El INE está desarrollando un aparato de fiscalización de los gastos de precampaña, que también tienen topes y obligación de comprobarse todos. Escuché de voz de una persona conocedora de estos temas que inspectores del árbitro electoral rondaron mítines y concentraciones partidistas, sacando cuentas del número de asistentes, autobuses, tortas, matracas y batucadas. El prorrateo entre candidatos a diversos cargos está claramente establecido. Para evitar dudas y discusiones innecesarias, el reglamento de Fiscalización ha sido enmendado y sus lagunas e imprecisiones, corregidas. Los auditores estarán muy pendientes de que la propaganda partidista, supuestamente dirigida en forma exclusiva a los militantes de los partidos que los postulan, sea eliminada de los espectaculares, televisión y radio, páginas web, etcétera. Tal vez este ejercicio de fiscalización, cuyos resultados todavía no son del conocimiento público, sea la única diferencia en relación a la precampaña de 2012.

En lo local, las postulaciones del PRI y del PAN al gobierno del Estado permitieron a los Mauricios aprovechar algunas semanas de la precampaña. Sahuí, desde antes de Navidad; Vila, una vez que concluyeron las celebraciones del 476 aniversario de Mérida. El candidato del PRI aprovechó el escenario de la convención estatal que lo eligió el domingo pasado, para presentar su plataforma de campaña. “El mejor Yucatán que hoy SÍ podemos construir” contiene la estructura fundamental de sus planteamientos. El candidato del PAN ha recorrido casi todos los municipios del estado. Ignoro si presentará un desglose del “Yucatán que Merecemos”, de tal forma que comencemos a contrastar visiones y propuestas.
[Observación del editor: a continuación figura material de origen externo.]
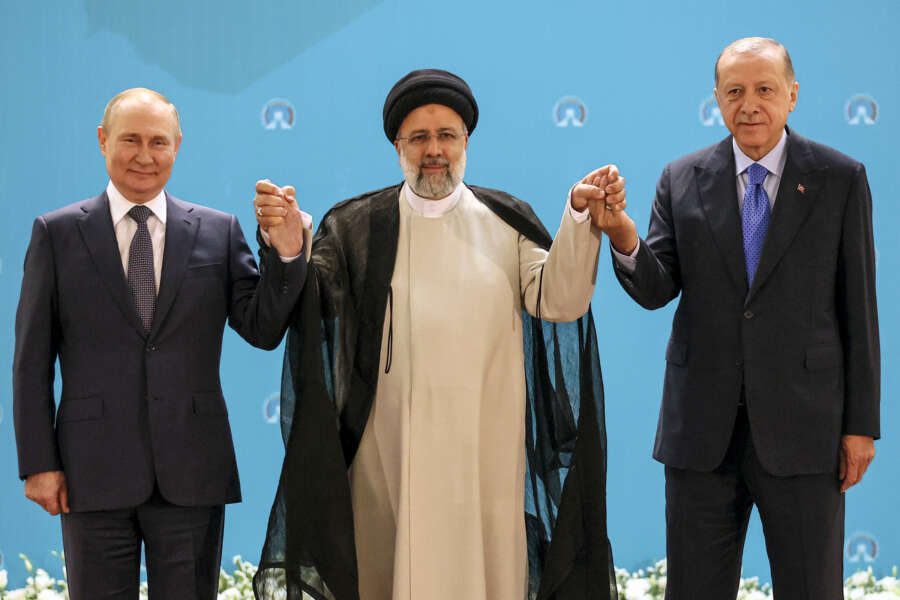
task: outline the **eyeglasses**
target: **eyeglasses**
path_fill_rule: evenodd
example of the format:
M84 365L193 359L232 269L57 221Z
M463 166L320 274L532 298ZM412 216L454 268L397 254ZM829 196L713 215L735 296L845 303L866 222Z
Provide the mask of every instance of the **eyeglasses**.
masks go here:
M441 146L452 146L465 136L466 134L464 132L453 131L452 129L441 129L434 134L428 131L418 131L408 137L398 137L397 140L403 140L410 146L416 148L423 148L427 146L432 139L437 139L437 143Z

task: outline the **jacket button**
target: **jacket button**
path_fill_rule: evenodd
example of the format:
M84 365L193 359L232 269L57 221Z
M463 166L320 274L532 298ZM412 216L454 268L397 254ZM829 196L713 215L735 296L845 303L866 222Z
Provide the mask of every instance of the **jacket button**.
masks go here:
M156 352L156 346L150 344L147 346L147 352Z
M745 318L745 319L752 319L752 318L753 318L753 311L752 311L752 310L745 311L745 312L744 312L744 318Z
M736 366L736 367L742 367L742 366L744 366L744 361L742 361L742 360L736 360L736 361L734 361L734 366Z

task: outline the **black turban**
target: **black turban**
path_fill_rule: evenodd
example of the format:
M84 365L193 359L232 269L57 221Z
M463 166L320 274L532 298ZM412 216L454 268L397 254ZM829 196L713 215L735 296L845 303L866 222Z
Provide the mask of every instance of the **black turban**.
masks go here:
M384 101L384 133L397 139L397 130L406 115L425 104L443 104L455 110L469 133L478 123L478 105L465 81L440 69L412 71L394 84Z

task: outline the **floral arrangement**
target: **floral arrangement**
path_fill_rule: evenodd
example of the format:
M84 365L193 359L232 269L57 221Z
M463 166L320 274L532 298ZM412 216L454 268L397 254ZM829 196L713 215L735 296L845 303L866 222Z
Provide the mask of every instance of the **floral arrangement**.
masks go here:
M53 553L62 560L62 555ZM65 579L54 579L44 569L35 569L28 557L20 554L25 563L28 578L24 588L8 590L7 573L0 569L0 600L68 600L69 593ZM254 600L253 575L256 566L235 556L232 561L234 570L219 572L218 600ZM65 567L63 567L65 574ZM662 600L666 591L666 561L662 560L646 569L629 573L625 569L616 569L616 583L619 586L619 600ZM844 582L844 598L846 600L898 600L900 599L900 580L897 579L897 567L888 577L876 579L872 568L857 571ZM147 600L147 583L141 583L140 599ZM759 579L751 577L742 579L736 600L772 600L772 588L769 584L760 585Z
M663 600L666 593L666 561L629 573L616 569L619 600ZM844 581L845 600L900 600L900 580L897 567L889 577L876 579L869 567L857 571ZM772 586L760 585L758 577L741 579L736 600L773 600Z

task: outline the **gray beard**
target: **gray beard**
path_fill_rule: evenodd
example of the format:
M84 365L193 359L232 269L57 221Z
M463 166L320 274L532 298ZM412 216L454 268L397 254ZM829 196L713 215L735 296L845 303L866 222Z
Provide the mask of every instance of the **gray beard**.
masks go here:
M403 169L403 176L407 185L412 188L417 195L428 198L429 200L440 200L446 198L453 193L456 186L463 180L466 172L466 154L462 156L455 165L449 163L446 159L441 159L441 164L449 165L450 169L446 173L438 173L435 175L426 175L422 171L421 165L414 165L406 160L406 155L400 153L400 167Z

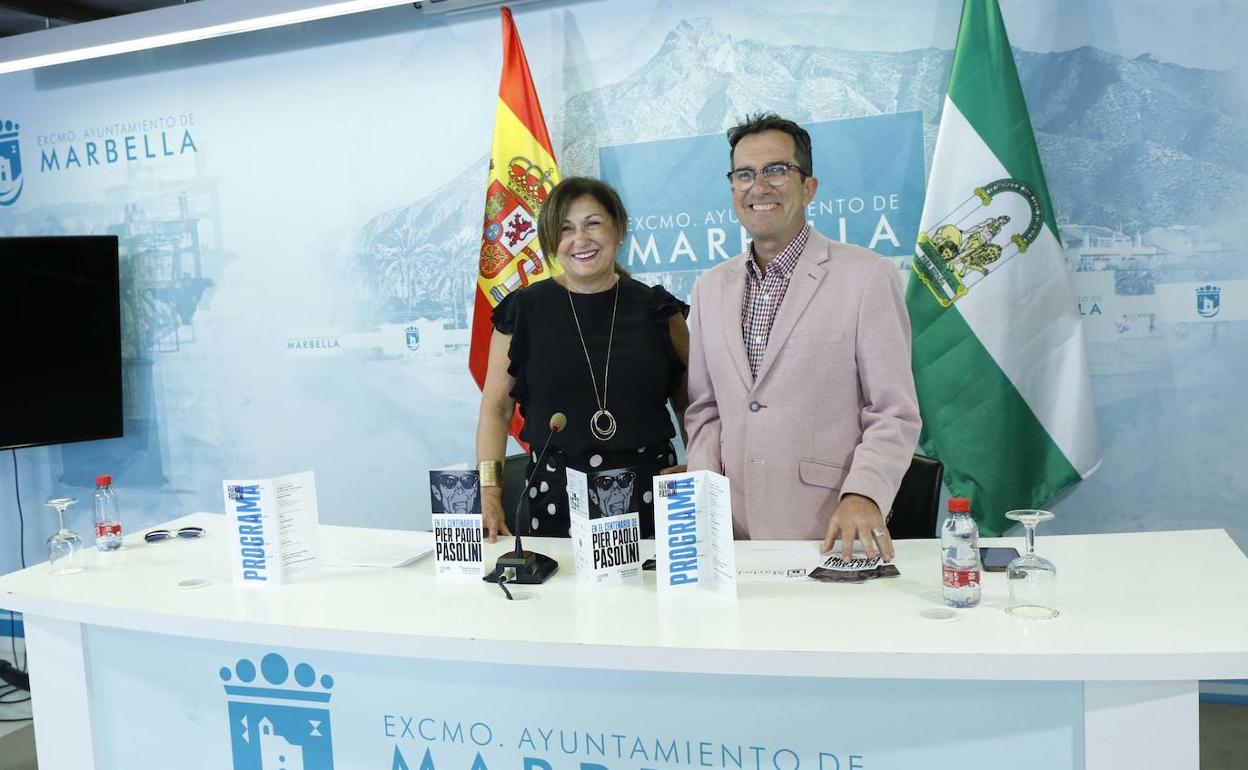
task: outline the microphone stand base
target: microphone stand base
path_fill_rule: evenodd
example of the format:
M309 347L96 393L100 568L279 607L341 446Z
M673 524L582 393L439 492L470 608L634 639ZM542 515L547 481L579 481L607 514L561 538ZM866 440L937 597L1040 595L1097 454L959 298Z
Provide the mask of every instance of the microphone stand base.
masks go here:
M494 562L494 570L483 578L486 582L497 583L503 575L508 583L520 585L537 585L545 583L559 569L559 562L534 551L508 551Z

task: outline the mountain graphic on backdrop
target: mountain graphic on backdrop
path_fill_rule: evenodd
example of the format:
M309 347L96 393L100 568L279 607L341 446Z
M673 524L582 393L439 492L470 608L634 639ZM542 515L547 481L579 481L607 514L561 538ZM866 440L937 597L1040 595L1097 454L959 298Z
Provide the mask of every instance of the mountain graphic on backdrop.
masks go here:
M930 162L952 56L772 45L692 19L632 75L548 107L547 120L563 136L565 176L596 175L600 146L721 134L768 109L799 122L921 110ZM1243 215L1248 122L1236 73L1086 47L1015 57L1060 220L1133 232ZM367 314L419 308L466 325L484 180L483 159L362 228L351 275Z
M360 229L346 280L372 320L454 318L466 325L488 164L482 156L420 201L373 217Z

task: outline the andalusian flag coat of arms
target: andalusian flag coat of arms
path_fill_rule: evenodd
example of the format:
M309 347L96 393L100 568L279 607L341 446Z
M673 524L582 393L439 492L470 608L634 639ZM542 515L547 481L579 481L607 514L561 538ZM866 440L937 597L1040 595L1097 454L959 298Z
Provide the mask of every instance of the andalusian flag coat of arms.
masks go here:
M468 370L477 387L485 385L494 307L513 291L562 272L558 261L542 254L537 241L537 217L546 196L559 181L559 169L537 89L529 74L529 62L520 45L520 33L508 8L502 9L502 19L503 75L494 116L494 146L485 192L480 271L468 352ZM519 429L517 417L512 423L512 434L518 435Z
M920 443L985 534L1100 464L1083 327L996 0L965 0L906 305Z

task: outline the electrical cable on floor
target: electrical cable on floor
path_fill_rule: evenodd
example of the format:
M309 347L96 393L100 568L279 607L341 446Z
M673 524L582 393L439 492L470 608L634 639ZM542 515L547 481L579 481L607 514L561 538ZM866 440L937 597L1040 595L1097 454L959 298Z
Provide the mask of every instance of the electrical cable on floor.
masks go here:
M3 704L3 705L10 705L10 704L14 704L14 703L25 703L25 702L26 702L26 701L28 701L28 700L30 700L30 696L29 696L29 695L27 695L25 698L23 698L23 699L21 699L21 700L14 700L14 701L0 701L0 704ZM29 721L31 721L33 718L34 718L33 716L29 716L29 717L4 717L3 719L0 719L0 723L3 723L3 722L29 722Z
M5 696L5 695L12 695L14 692L17 692L17 691L18 691L18 690L17 690L17 688L16 688L16 687L14 687L14 688L12 688L12 689L10 689L10 690L8 690L8 691L6 691L6 692L4 692L4 693L0 694L0 706L14 706L14 705L17 705L17 704L19 704L19 703L27 703L27 702L29 702L29 701L30 701L30 696L29 696L29 695L27 695L25 698L18 698L17 700L4 700L4 699L3 699L3 696ZM30 721L32 721L33 719L34 719L34 715L31 715L31 716L28 716L28 717L5 717L5 718L3 718L3 719L0 719L0 723L30 722Z

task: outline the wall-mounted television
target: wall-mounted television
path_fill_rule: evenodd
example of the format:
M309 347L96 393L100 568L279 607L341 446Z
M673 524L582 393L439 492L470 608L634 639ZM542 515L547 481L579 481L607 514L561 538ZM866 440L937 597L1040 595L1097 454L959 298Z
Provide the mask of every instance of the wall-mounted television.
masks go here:
M0 449L122 435L116 236L0 238Z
La “cuaresma” electoral será aún más extraña que las precampañas. Durante 46 días, que ya comenzaron desde el lunes pasado, deberá haber silencio de publicidad y propaganda en las que aparezca la voz e imagen de los candidatos. Sin embargo, nada impide que sean entrevistados por los medios de comunicación, siempre y cuando no obedezcan a una pauta contratada con ese fin. En cambio, los partidos podrán continuar con su “propaganda genérica”, esperando el periodo de registro de las candidaturas ante el INE y, en el caso de Yucatán, el Iepac. Del 11 al 18 de marzo todos los partidos deberán formalizarlas y las autoridades electorales, aprobarlas. El Viernes Santo, 30 de marzo, arrancan las campañas electorales. El 29 de junio, 90 días después, se celebrarán los cierres y la elección será el 1 de julio.

Una nueva reforma electoral se avizora en el horizonte político del país. Ninguno de los propósitos que llevaron a crear la fase de las precampañas se ha cumplido. Ni se retrasó la agitación consustancial a los procesos políticos, mucho menos se detuvo el gasto en propaganda de parte de aspirantes a diversos cargos. Por el contrario, hemos sido testigos de todo tipo de simulaciones, para aparentar cumplir la ley y violarla sistemáticamente con su conducta. El único remedio parece ser la prohibición absoluta de publicidad y propaganda partidista, hasta que no den inicio las breves campañas, de 60 días o menos. Aplicar esta medicina demanda una eficaz legislación en materia de comunicación gubernamental, que permita un control efectivo de los recursos públicos dedicados a la publicidad y propaganda oficiales. Entonces, tal vez, en 2024 otro canto escucharemos. Por ahora, sólo nos queda aguantar la costosa cacofonía de las campañas.— Mérida, Yucatán.